Today is the official publication date of Charles Kesler’s I Am the Change: Barack Obama and the Crisis of Liberalism. Have you ordered your copy yet? I wrote about George Will’s column about the book here the other day; the great Fred Siegel reviews it in today’s Wall Street Journal (and remind me some other time to do a separate post on the greatness of Fred Siegel), and you can download a podcast with Charles conducted by Richard Reinsch of the Liberty Fund now up at the LibertyLaw blog.
If you’re still wavering, why not share a sample passage from the introduction to slide into the prose:
Liberalism comes across as defensive and modest, in fact downright conservative, but also inevitable.
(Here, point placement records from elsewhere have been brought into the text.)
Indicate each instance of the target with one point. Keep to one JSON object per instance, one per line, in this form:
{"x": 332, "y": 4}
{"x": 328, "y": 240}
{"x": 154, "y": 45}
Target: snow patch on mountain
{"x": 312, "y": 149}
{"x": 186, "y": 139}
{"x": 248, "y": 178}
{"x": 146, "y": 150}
Political change can’t lag behind social change for long, and what liberals do is simply mind the gap: they prescribe the minimal adjustments necessary to keep the social organism healthy and whole. The story has the advantage of de-radicalizing liberalism, and of distracting attention from its actual ideas and from their role in its real genesis and growth. It’s the equivalent of a policeman saying, Move along, folks, there’s nothing to see here. Keep moving. . . The same liberals who push this pragmatic account invariably speak at the same time of their movement’s “ideals” or “vision,” revealing that liberalism as conservative adjustment cannot be the whole truth.
To find out more of the truth about the core of modern liberalism (or “progressivism” if you like), you’ll have to read the book.